I have 3 kids, 17 months, 5 1/2 and 7. I plan to go back to work only part time during school hours when the youngest is in first grade. I  have a 4 year business degree, but since my husband travels out of town for weeks at a time, I work out of my home part time now so I can be home to help with homework, drive to lessons, attend school functions, etc.

I was doing some things as a teenager that my parents did not know about and were risky, but I was lucky. I didn't get pregnant as a teen, and didn't become a drug addict. But I very well easily was on that path because no one was watching me, no one scheduled anywhere for me to be, I had lots of free time, and no supervison.  

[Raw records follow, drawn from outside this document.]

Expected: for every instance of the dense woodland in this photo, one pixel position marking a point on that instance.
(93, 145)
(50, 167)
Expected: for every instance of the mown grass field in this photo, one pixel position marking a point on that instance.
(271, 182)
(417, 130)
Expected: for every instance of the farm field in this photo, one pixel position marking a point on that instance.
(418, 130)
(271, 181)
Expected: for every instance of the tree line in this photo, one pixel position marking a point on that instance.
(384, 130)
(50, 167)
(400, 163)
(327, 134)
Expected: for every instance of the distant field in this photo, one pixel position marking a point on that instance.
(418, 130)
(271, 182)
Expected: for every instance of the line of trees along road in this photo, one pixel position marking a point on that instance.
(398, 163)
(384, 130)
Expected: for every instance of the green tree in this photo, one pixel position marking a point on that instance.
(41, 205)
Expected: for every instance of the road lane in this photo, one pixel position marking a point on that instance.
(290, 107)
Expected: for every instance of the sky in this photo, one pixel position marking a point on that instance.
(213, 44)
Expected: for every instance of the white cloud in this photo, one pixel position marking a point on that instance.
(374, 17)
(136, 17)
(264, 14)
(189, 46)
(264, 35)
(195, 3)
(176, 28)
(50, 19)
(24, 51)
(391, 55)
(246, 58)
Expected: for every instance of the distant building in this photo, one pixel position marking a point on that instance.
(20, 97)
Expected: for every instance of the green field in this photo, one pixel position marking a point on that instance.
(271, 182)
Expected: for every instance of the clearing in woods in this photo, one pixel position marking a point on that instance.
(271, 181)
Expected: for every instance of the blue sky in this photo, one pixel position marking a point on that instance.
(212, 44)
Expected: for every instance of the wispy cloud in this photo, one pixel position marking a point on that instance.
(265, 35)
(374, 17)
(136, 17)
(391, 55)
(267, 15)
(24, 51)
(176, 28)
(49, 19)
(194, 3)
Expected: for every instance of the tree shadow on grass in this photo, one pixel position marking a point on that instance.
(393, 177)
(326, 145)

I won't make much money when I go back to work, but I will be contributing and it will get me out of the house. I will feel productive and be happier than at home all day while the kids are at school.

chasinrainbows
by Gold Member on Jun. 23, 2013 at 11:53 AM

 Your post makes you sound bitter you are working and your SO's ex is not. I haven't even read the replies so I could be wrong about your situation but that's what I got from reading your "rant". lol

Steamedpuddle30
by Hi, my name is... on Jun. 23, 2013 at 1:52 PM
True,but sometimes we as moms have to know the "kids or skids" aren't telling all the truth.

If bm was to ask my ss13 what I do all day,he would reply with "I have no idea. She doesn't do anything all day". Lol.

So hopefully this might give her some perspective to make such a blanket statement when in fact she's complaint of one bm. Not SAHM 's. IMO



Quoting Mandymug:

These responses are totally missing the point of the original post. she is complaining about a woman who is not a responsible parent, being lazy ect... She is not bashing SAhMs.
Posted on CafeMom Mobile
destiny83
by on Jun. 23, 2013 at 7:17 PM

I worked up until 2 years ago. It was important to my DH and I that by the time the kids reached tween years we would have me staying home. Somedays my house doesn't get cleaned much-especially in the summer when they are out of shool and I'm out with them doing neat and fun things rather than having them glued to the ipods. Sometimes softball runs late and I don't really want to start cooking at 8pm so I'll tell DH to get takeout for us on his way home. He doesn't mind at all, he's grateful for what I provide.

I'm just saying that if you stopped at my house on the right day there's a chance you would see me in my messy living room chowing down on some KFC. But we're happy and my kids don't have the space to get into trouble.